É urgente que as mulheres parem de sofrer violência, parem de morrer por serem mulheres. Que sujeitos e sujeitas LGBTQIA+ parem de sofrer violência, de morrer. Que as pessoas pretas parem de sofrer racismo. Isso é urgente e está ligado a nossa luta de transformação social e não vamos conseguir completar nosso projeto de Reforma Agrária Popular se não tiver também essa transformação das nossas relações.
Então, sempre que a gente finca essa bandeira, ergue a nossa voz, que a gente se faz bando nesse processo e deixa de estar sozinha, é uma vitória de um histórico de mulheres, de bruxas, de movimentos feministas, de várias pessoas que nos antecederam. E é também uma conquista para o tempo futuro, para caminhar no sentido do projeto que a gente precisa construir.
Em relação aos desafios, temos muitos, porque somos nós que teremos que forjar essa outra sociabilidade, outra forma de nos relacionar entre nós, com a natureza, com a diversidade de sujeitos e sujeitas que existem e sempre existiu. Os desafios hoje, além da mudança da nossa sociabilidade, é do um olhar para os nossos métodos organizativos, para que eles sejam cada vez mais cuidadores, mais humanizadores.

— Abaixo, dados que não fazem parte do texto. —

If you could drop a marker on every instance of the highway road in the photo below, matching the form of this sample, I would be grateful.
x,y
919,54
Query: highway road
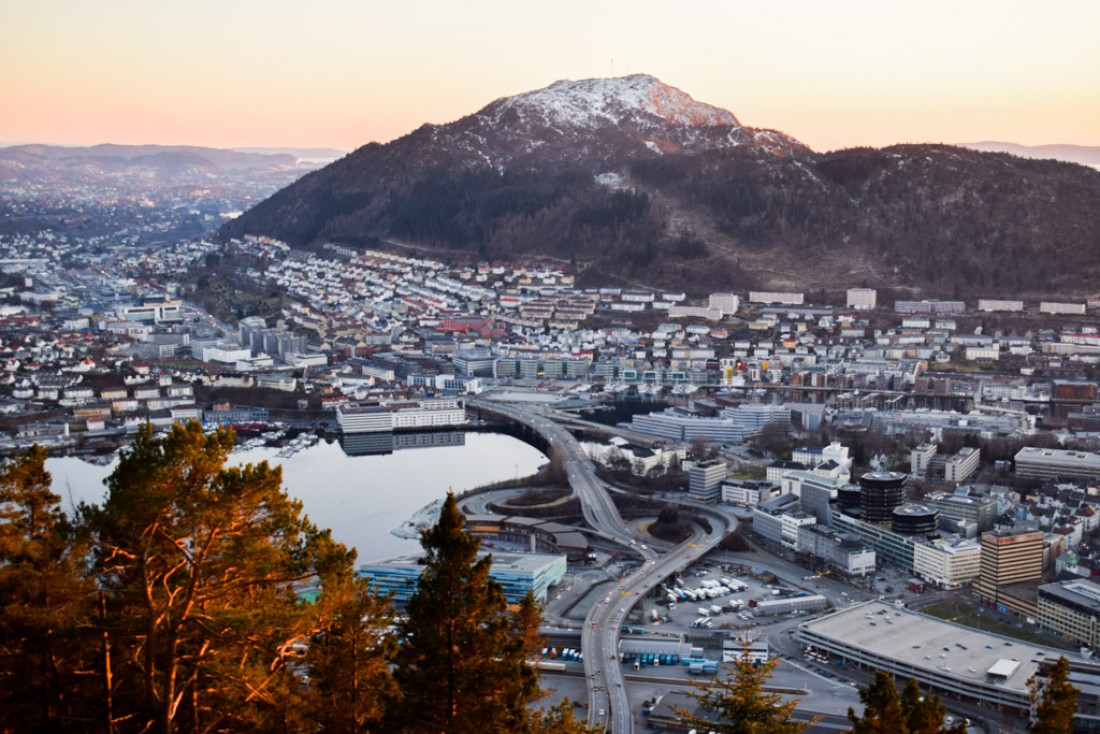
x,y
608,707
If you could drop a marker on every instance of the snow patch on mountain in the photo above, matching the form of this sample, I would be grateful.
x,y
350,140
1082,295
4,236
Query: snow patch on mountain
x,y
597,102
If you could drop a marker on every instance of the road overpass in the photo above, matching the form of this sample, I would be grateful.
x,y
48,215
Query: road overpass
x,y
608,707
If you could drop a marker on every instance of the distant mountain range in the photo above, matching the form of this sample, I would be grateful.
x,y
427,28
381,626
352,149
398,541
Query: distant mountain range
x,y
133,168
1087,155
640,184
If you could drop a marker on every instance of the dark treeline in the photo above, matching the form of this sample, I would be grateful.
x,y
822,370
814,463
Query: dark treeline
x,y
180,605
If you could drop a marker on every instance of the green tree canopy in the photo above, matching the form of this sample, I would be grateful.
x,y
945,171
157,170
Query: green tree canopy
x,y
912,712
462,660
1053,700
739,703
202,566
48,647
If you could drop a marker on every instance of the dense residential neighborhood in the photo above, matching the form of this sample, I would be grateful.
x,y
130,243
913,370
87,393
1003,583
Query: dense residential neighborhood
x,y
945,445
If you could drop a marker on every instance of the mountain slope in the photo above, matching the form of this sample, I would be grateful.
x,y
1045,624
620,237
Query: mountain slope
x,y
639,182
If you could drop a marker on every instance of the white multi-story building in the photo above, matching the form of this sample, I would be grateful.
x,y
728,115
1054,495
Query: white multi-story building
x,y
961,467
920,458
947,565
814,456
787,298
996,305
862,298
727,303
1054,307
747,493
1052,463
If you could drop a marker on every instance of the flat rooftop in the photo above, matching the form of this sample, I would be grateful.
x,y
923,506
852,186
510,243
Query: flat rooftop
x,y
941,647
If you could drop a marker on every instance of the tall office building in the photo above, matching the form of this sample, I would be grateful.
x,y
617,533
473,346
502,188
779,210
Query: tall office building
x,y
704,481
1008,557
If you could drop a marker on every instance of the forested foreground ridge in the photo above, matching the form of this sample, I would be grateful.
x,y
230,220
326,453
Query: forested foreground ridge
x,y
180,605
197,598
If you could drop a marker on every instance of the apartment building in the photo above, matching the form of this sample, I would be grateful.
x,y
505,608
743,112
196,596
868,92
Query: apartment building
x,y
1008,557
1071,609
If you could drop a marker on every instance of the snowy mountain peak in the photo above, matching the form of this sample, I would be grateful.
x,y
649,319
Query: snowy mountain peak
x,y
598,102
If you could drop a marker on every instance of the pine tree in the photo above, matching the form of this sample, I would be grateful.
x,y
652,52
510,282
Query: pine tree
x,y
350,682
202,566
882,713
1053,700
912,712
462,659
740,705
50,646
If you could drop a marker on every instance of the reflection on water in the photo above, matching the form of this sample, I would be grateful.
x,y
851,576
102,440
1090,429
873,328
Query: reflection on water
x,y
360,495
355,445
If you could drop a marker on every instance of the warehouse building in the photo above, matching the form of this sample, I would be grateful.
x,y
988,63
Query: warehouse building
x,y
950,659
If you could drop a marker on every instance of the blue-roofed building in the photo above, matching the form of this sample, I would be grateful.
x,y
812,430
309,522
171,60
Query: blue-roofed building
x,y
517,573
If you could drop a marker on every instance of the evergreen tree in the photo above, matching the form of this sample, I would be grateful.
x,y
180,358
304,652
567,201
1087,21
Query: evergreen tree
x,y
739,703
462,660
882,713
202,566
350,682
1053,700
912,712
47,643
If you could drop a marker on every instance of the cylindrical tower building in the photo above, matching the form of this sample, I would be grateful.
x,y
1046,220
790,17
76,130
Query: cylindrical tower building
x,y
881,493
913,518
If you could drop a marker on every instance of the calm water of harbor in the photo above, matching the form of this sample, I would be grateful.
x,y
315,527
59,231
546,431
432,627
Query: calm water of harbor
x,y
360,497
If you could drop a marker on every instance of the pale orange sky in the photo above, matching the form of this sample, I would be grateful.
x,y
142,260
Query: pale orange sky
x,y
341,74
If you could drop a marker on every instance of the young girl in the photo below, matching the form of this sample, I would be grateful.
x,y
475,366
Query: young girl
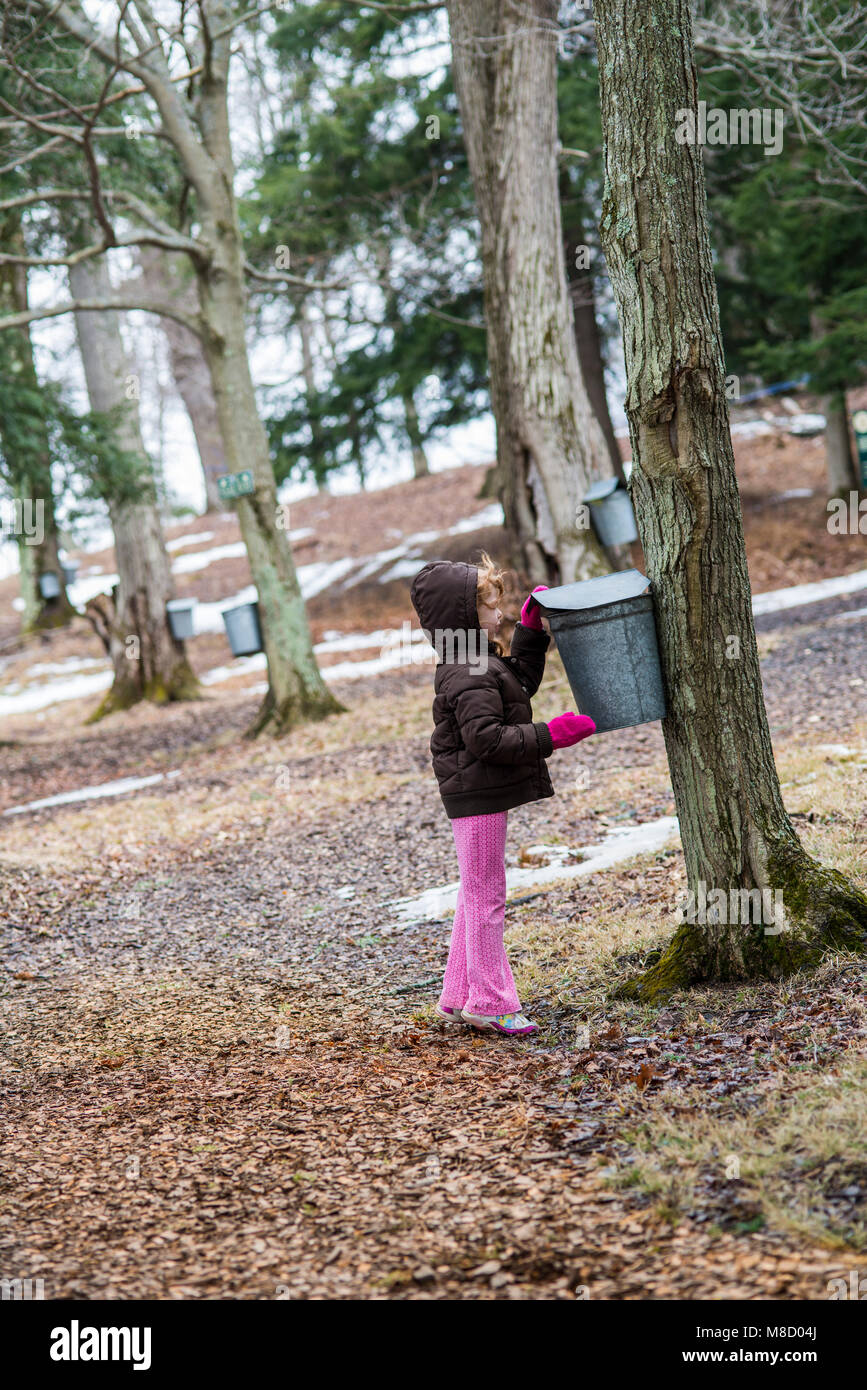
x,y
488,756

O MST é um movimento do acolhimento, a nossa base social é muito diversa. Então a gente tem o desafio de entender como é que pode contemplar essa diversidade sem que alguns sujeitos sejam violentados por qualquer que seja a sua expressão no mundo. Seja uma expressão de gênero, de raça ou de diversidade sexual.

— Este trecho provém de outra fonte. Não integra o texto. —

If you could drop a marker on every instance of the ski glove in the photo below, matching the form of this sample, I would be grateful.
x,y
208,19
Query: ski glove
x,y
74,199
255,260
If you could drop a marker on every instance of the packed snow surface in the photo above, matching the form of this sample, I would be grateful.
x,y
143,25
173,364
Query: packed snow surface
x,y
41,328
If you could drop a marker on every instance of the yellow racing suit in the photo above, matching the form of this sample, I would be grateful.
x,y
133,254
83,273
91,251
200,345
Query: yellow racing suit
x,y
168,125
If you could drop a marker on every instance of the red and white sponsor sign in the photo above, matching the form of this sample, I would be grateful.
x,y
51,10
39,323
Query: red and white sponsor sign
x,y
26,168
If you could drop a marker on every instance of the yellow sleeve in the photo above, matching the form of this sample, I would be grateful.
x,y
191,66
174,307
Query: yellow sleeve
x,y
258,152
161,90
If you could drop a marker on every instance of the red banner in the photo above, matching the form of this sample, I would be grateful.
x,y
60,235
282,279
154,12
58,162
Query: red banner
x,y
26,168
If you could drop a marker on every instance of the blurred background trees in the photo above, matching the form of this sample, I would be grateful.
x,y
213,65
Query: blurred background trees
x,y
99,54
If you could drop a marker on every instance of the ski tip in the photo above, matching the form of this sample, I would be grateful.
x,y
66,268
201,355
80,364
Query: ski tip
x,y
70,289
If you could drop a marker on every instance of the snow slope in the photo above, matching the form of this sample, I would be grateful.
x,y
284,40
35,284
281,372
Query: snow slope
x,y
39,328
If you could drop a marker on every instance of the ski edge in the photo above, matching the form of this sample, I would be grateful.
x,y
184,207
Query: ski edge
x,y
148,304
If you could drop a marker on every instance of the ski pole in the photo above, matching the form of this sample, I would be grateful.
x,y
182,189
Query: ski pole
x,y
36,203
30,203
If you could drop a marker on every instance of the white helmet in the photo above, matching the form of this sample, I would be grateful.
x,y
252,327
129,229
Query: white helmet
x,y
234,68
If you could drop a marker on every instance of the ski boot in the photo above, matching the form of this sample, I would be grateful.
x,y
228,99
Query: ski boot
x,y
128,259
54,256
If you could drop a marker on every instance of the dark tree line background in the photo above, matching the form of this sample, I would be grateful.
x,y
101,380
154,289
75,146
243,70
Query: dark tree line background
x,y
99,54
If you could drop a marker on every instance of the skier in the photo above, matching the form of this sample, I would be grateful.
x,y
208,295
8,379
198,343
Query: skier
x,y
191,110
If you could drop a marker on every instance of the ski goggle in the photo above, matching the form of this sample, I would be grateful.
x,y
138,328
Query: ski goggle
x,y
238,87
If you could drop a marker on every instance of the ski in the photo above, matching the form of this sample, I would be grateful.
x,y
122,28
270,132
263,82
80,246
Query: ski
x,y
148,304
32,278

Outro desafio é pensar em prevenção às violências. E isso é dado a partir de uma criação, de uma cultura política, organizativa; a partir de formação, conscientização, de debate aberto sobre esse tema. A gente precisa conversar sobre isso, pensar práticas de cuidado. Envolver os companheiros também nessas práticas de cuidado, ou seja, no cuidado com as crianças, com a saúde, com os espaços físicos. Então, a gente precisa dividir mais esse papel social de cuidado entre nós. A gente também tem o desafio de avançar com nosso protocolo [contra as violências], nas medidas organizativas coletivamente, em torno das situações que não conseguimos prevenir e que já aconteceram de violência, e seguem acontecendo. Para que a gente possa aprender com isso e proteger as pessoas que estão em risco ou que estão em situação de violência. A proteção desses sujeitos é muito importante, porque isso pode mudar vidas. A gente tem aprendido isso com a rede.